An example notebook which can be used to perform data analysis using an Oracle SQL client via SQLAlchemy and Pandas dataframes.


In [None]:
import json
import os
from datetime import datetime, timedelta

import matplotlib.pyplot as plt
import numpy as np
import pandas as pd
import sqlfluff
from box import Box
from dateutil.relativedelta import relativedelta
from sqlalchemy import create_engine

from cupyopt.schema import avro_schema, avro_schema_to_file, infer_df_avro_schema
from cupyopt.validation import df_avro_validate

In [None]:
# filepath to configuration file in yaml format
config_filepath = "file.yaml"
database_name = "db"

In [None]:
# open configuration file containing relevant connection details for oracle database
config = Box.from_yaml(filename=config_filepath)[database_name]
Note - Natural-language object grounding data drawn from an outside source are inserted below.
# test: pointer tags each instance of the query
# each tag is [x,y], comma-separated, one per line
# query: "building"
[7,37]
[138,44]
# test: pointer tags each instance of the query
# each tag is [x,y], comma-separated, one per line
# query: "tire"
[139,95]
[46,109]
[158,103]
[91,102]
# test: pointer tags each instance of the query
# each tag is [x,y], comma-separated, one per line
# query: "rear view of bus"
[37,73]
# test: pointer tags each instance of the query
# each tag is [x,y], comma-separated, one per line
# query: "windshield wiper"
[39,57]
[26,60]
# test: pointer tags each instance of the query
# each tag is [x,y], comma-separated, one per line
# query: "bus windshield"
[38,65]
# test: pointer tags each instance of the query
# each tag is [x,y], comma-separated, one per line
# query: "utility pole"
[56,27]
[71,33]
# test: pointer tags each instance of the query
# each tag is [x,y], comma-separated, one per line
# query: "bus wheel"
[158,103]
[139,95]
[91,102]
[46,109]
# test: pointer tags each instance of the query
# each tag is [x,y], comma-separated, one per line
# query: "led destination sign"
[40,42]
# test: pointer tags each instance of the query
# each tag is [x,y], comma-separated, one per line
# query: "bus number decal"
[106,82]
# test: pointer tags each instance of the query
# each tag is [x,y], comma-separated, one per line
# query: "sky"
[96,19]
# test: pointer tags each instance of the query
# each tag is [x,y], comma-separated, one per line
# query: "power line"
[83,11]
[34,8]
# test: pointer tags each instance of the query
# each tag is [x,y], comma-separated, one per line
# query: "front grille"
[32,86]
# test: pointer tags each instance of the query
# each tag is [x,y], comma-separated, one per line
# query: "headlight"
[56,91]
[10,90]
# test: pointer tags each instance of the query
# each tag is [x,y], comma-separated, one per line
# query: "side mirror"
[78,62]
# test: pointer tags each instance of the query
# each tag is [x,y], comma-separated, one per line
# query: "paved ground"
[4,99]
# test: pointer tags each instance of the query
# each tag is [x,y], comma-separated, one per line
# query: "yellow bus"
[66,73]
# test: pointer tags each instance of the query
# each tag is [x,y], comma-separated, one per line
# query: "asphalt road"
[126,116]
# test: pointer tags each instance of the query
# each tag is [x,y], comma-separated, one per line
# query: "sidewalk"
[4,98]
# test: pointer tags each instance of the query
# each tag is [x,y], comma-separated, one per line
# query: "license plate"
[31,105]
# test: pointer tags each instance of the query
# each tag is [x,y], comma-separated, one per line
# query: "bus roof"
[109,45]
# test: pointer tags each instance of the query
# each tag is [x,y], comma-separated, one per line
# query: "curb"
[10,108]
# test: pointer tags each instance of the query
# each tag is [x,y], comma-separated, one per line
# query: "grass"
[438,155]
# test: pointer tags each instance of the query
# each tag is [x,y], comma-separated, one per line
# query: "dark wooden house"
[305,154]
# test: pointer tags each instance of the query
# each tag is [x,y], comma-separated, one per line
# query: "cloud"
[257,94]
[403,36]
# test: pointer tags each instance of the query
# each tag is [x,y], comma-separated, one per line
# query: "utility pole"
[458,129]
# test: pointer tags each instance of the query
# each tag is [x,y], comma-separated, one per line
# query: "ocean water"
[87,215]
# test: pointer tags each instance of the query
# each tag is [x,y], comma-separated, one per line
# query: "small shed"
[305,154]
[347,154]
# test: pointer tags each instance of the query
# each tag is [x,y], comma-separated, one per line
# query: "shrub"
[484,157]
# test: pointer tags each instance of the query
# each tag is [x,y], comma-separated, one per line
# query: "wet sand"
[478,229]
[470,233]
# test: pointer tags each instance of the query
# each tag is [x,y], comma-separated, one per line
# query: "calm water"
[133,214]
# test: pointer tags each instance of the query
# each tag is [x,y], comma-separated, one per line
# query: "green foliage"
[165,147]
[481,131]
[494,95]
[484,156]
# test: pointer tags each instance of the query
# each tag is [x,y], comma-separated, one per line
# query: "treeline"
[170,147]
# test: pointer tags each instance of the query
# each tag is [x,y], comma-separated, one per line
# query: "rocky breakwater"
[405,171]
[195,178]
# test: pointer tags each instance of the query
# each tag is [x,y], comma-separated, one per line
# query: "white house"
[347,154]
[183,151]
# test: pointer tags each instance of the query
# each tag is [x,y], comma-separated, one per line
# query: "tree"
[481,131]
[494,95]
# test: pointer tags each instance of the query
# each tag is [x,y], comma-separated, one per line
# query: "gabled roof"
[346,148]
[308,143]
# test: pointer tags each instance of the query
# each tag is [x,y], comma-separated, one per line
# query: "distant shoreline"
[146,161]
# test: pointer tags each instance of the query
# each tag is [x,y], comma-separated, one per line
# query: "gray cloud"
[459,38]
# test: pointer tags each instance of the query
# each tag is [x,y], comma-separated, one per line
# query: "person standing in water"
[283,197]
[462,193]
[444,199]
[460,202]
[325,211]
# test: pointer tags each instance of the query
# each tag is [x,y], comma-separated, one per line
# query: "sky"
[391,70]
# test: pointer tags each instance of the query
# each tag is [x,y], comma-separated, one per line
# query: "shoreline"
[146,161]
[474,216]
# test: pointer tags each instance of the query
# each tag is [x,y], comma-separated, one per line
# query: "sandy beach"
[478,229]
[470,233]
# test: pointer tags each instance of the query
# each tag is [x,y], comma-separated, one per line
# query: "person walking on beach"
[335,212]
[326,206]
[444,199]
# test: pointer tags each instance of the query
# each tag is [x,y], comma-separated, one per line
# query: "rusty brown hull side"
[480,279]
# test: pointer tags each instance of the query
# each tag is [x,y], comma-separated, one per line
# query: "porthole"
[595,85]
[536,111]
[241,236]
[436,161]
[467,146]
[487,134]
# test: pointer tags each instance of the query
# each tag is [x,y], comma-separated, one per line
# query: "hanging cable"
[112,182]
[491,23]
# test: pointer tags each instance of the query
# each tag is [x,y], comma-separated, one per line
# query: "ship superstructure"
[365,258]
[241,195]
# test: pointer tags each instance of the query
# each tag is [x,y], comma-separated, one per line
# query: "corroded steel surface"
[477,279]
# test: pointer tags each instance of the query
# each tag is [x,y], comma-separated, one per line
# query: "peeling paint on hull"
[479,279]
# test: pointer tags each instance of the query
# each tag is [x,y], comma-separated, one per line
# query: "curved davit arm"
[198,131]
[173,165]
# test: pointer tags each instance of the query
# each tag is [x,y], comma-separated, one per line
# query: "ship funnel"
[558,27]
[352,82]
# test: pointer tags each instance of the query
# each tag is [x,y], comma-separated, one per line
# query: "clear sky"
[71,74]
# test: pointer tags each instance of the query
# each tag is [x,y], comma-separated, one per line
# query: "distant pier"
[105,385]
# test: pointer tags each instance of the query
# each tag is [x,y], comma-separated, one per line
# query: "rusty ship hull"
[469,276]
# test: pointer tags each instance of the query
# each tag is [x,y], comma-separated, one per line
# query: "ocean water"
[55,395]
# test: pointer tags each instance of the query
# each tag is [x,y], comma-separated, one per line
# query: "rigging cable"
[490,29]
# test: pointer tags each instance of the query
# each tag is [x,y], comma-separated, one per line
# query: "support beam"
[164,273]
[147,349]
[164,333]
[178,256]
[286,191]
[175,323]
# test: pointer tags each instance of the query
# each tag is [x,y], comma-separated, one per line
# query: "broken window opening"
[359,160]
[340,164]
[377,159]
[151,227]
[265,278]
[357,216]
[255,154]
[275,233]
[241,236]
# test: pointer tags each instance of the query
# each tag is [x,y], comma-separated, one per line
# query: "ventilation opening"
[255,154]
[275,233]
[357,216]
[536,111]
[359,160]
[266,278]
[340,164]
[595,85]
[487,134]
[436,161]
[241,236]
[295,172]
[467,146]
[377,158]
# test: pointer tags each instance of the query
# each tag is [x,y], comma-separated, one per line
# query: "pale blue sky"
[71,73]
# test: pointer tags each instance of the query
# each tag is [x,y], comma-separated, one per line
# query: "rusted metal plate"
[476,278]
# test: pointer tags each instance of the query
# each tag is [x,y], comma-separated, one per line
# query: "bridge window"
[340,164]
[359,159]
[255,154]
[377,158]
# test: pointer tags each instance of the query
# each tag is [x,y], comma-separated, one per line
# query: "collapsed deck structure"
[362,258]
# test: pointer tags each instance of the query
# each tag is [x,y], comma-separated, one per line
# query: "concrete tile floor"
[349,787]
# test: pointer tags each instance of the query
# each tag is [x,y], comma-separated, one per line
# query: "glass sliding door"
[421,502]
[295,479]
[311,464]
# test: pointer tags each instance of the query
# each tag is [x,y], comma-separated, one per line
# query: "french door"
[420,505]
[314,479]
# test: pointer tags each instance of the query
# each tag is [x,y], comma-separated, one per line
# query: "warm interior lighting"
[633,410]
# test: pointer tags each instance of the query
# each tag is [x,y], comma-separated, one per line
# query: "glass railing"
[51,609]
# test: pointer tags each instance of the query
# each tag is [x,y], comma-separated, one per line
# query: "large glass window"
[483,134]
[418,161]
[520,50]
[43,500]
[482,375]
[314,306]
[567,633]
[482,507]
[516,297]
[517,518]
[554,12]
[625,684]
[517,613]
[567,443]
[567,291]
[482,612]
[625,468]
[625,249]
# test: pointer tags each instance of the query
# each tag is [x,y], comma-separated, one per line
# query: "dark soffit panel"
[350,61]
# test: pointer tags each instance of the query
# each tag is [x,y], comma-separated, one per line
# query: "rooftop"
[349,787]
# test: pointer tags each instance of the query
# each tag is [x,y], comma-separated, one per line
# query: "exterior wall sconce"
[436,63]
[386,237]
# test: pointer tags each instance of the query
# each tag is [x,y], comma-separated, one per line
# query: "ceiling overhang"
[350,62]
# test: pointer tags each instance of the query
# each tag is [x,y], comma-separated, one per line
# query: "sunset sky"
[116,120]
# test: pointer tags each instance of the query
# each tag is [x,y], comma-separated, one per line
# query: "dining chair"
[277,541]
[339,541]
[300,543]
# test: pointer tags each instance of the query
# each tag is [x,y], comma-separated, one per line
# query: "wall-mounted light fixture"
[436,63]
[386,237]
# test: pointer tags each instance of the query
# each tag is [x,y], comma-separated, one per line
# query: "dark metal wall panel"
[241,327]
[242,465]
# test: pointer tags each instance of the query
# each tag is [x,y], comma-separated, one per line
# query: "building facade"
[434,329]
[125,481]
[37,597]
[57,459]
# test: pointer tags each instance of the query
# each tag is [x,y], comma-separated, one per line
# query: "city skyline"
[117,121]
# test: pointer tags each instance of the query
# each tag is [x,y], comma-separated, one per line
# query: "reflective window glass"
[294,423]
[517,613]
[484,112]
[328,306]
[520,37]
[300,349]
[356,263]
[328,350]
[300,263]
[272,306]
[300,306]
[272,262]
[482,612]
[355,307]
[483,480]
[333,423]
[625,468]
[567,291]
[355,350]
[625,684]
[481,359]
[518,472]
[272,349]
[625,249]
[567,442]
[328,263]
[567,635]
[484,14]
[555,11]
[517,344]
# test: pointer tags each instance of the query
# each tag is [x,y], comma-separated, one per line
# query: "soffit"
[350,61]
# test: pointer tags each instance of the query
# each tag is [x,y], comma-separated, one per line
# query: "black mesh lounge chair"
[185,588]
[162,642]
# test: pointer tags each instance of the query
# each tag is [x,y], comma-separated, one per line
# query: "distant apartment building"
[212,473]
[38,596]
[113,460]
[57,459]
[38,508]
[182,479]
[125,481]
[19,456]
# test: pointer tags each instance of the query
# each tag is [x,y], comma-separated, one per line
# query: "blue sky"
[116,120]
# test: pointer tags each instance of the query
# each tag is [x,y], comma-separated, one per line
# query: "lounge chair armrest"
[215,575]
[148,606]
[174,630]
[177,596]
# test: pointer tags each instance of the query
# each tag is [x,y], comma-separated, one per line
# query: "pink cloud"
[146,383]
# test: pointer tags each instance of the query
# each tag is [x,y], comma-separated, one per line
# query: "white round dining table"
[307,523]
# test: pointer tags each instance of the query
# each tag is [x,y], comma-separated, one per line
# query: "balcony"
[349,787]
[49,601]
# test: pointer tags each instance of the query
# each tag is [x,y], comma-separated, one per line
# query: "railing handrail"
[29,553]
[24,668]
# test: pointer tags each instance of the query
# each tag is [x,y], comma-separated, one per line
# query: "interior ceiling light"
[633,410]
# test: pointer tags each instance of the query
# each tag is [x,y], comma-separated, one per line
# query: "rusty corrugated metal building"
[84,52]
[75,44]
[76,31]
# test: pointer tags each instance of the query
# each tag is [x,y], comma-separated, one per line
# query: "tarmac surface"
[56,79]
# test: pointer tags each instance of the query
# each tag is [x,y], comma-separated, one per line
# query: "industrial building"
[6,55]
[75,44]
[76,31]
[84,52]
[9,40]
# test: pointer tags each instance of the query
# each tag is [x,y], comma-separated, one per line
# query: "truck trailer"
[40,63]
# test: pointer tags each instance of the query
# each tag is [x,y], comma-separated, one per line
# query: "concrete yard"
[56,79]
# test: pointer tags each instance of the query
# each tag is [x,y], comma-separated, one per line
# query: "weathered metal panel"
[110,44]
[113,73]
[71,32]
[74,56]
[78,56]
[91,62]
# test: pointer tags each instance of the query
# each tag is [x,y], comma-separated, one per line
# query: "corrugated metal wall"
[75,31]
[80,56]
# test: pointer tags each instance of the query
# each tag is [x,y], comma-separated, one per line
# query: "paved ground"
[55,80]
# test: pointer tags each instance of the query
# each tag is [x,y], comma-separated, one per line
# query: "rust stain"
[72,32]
# oracle connection string which will have values replaced based on credentials provided from above json file
oracle_connection_string = (
    "oracle+cx_oracle://{username}:{password}@{hostname}:{port}/{database}"
)
live_uri = oracle_connection_string.format(
    username=config["username"],
    password=config["password"],
    hostname=config["hostname"],
    port=config["port"],
    database=config["database"],
)
# create the database connection engine using sqlalchemy library and formated oracle_connection_string
engine = create_engine(live_uri)

In [None]:
# build a SQL statement and run through SQL linter
sql_stmt = """
select distinct fs.uuid, fo1.flag, fo2.code from funky.schema fs
join funky.object1 fo1 on
fs.uuid = fo1.uuid
and fs.code = fo1.code
join funky.object2 fo2 on
fs.code = fo2.code
where fo1.flag = False
and fo2.prog = 'thing'
and fs.uuid not null
"""
sql_stmt_fixed = sqlfluff.fix(sql_stmt, dialect="ansi")
print(sql_stmt_fixed)

In [None]:
# read sql using linted SQL from above
df = pd.read_sql(sql_stmt_fixed, engine)
df.head()

In [None]:
# adjust column names and types if needed
df = df.rename(
    columns={
        "colname": "new_colname",
    }
)
df = df.astype(
    {
        "new_colname": "str",
    }
)